In tutti i paesi si erano formate delle consorterie, costituite dall’unione dei membri di una o più famiglie, contrassegnate ognuna con un nomignolo, che indicava qualche caratteristica somatica dei componenti o significante la loro delinquenza.

L’omertà era massima e questa gente reputava uno scorno che il proprio offensore fosse punito da un Tribunale, perché riteneva sacrosanto il diritto di farsi giustizia con le proprie mani, onde si accaniva a discolpare il feritore o l’uccisore di qualche congiunto per riservarsi la terribile soddisfazione di fargli fare la medesima tragica fine.

Si svolgevano dei processi sensazionali e complicati, dove tutti gli sforzi dei magistrati tendevano a spingere la famiglia dell’offeso a deporre contro l’imputato, ma spesso gli sforzi andavano a vuoto specialmente se ci si trovava di fronte a persone di "panza firma", che dimostrasse "sanguiltà", a significare fermezza di carattere. È nata in tal modo una ricca serie di narrazioni riferentesi tanto alle liti quanto ai processi che ne seguivano. Dato questo stato di cose e correndo i primi anni dell’unità d’Italia, anche in paesi di piccola importanza furono istallati dei distaccamenti militari, che intervenivano a dar man forte alle forze dell’ordine.

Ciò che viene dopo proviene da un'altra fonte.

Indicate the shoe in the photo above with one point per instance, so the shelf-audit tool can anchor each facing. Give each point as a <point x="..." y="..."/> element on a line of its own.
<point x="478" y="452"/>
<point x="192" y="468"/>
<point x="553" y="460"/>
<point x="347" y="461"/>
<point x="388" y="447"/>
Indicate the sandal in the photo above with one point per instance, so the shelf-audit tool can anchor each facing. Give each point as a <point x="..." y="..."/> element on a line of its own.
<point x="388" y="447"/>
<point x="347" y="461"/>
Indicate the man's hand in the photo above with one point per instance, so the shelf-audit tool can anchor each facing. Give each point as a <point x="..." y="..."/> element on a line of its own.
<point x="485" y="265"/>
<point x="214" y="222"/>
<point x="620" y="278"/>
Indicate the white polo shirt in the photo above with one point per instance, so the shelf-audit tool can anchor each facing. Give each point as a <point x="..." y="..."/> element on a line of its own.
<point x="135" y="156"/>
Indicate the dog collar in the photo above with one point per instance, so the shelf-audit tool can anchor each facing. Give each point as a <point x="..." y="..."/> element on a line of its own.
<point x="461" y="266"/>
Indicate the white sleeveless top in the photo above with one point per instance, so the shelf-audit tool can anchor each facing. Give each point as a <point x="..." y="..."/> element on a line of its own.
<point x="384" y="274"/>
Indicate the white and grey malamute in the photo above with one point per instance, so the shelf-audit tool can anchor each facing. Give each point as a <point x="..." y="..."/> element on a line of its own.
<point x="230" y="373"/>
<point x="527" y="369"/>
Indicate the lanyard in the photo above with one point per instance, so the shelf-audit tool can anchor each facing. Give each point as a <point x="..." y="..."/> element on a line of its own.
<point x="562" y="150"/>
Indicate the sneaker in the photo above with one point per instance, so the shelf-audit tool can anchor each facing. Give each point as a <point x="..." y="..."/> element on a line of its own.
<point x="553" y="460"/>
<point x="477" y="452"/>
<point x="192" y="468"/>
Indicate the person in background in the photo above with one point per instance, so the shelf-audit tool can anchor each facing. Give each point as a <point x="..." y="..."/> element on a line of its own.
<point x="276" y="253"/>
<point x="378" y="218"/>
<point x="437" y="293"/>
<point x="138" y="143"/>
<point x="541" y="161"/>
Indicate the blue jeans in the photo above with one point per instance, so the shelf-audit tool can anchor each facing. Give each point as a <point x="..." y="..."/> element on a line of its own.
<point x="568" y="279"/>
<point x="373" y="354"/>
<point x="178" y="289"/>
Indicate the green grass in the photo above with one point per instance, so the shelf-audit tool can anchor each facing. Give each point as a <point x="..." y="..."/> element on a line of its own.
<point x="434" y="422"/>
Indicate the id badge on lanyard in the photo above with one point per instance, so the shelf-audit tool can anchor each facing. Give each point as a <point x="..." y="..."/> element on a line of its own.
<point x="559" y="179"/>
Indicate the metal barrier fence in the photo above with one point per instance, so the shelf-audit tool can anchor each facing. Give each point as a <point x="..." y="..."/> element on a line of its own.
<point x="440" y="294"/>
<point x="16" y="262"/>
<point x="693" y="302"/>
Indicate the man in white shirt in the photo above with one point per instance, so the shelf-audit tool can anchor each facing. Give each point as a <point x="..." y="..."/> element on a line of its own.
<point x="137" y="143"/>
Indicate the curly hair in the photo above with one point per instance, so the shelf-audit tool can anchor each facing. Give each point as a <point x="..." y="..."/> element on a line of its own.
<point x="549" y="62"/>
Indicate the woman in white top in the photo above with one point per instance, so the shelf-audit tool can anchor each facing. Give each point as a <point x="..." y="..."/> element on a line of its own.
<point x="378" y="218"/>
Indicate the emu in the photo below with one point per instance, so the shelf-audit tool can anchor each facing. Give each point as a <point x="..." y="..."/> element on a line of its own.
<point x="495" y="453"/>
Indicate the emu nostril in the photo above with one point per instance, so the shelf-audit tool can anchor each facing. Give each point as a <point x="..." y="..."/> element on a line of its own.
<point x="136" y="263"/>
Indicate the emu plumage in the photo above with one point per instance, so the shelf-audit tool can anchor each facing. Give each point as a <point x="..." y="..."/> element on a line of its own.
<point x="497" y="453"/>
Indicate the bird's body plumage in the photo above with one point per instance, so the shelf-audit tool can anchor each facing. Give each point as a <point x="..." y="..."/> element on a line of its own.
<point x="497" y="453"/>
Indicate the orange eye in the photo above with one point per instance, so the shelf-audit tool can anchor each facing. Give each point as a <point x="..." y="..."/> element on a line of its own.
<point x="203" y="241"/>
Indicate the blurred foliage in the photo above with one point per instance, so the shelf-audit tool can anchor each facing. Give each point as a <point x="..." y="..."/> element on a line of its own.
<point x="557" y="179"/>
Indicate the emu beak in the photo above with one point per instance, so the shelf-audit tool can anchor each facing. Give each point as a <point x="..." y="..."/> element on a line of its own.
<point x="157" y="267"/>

Immagine dall’alto della città di Favara in provincia di Agrigento

Panoramica di Favara (prov. di Agrigento) che in passato era nota per la sua triste nomea

Per tal motivo molti paesi si sono resi tristemente famosi anche fuori dalla Sicilia: un carabiniere ligure, trovandosi già da vari anni in servizio alla miniera "Trabia", affermava che gli amici del suo paese, saputo che era stato destinato in provincia di Caltanissetta, stringendosi sulle spalle gli dissero:"Madonna! Tu andrai a finire vicino a Riesi!". Questo grosso centro infatti, nel cui territorio si trovava una sezione della più grande miniera solfifera della Sicilia, come Favara, monopolizzava gran parte di questa triste nomea. Il ricordo delle gesta di quest’ultimo paese era lumeggiato da una canzone in gran parte sconosciuta, che cominciava con i versi:

Sapiti chi successi a la Favara?
Setti si ammazzaru ppi na lira.
Lu Spampinatu tira la pistola
E cuorpi n’appi ncapu settimila
Lu sangu curriva a viola
Ca inchiri si potti ‘na briatura ccu li cannola

I versi, che avevano un seguito perdutosi nella tradizione orale, descrivono un episodio avvenuto molti anni addietro, causato forse da liti sorte nella spartizione della paga.

Le cause di un tale stato di cose erano varie: il malgoverno, triste retaggio delle precedenti dominazioni che non si erano curate dell’elevazione morale e materiale del popolo; l’ignoranza, aggravata dalle prepotenze di una casta ancora feudale e dalla mafia imperante; la mancanza di una legislazione sociale. La gente dello zolfo era abbruttita, svolgendo tutta la sua vita tra la miniera e la casa.

L’operaio delle miniere provvedeva quanto poteva alla sua elevazione e al miglioramento delle condizioni di vita familiare. Nei dopolavoro e nei locali di pubblico spettacolo egli apprendeva le norme del vivere sociale e affinava in tal modo i suoi costumi; nella maggior parte dei casi egli era scrupoloso nel provvedere all’educazione dei figli e, appena ne aveva la minima possibilità, li mandava a frequentare le scuole secondarie, affrontando dei sacrifici non indifferenti. Accadeva così di vedere qualche lavoratore con figli diplomati o laureati, ma non per questo egli tralasciava la sua attività; finché le forze lo assistevano rimaneva fedele alla sua miniera, dove aveva speso le sue energie sin dalla giovane età e che, nel bene e nel male, gli aveva permesso di vivere e di mantenere una famiglia.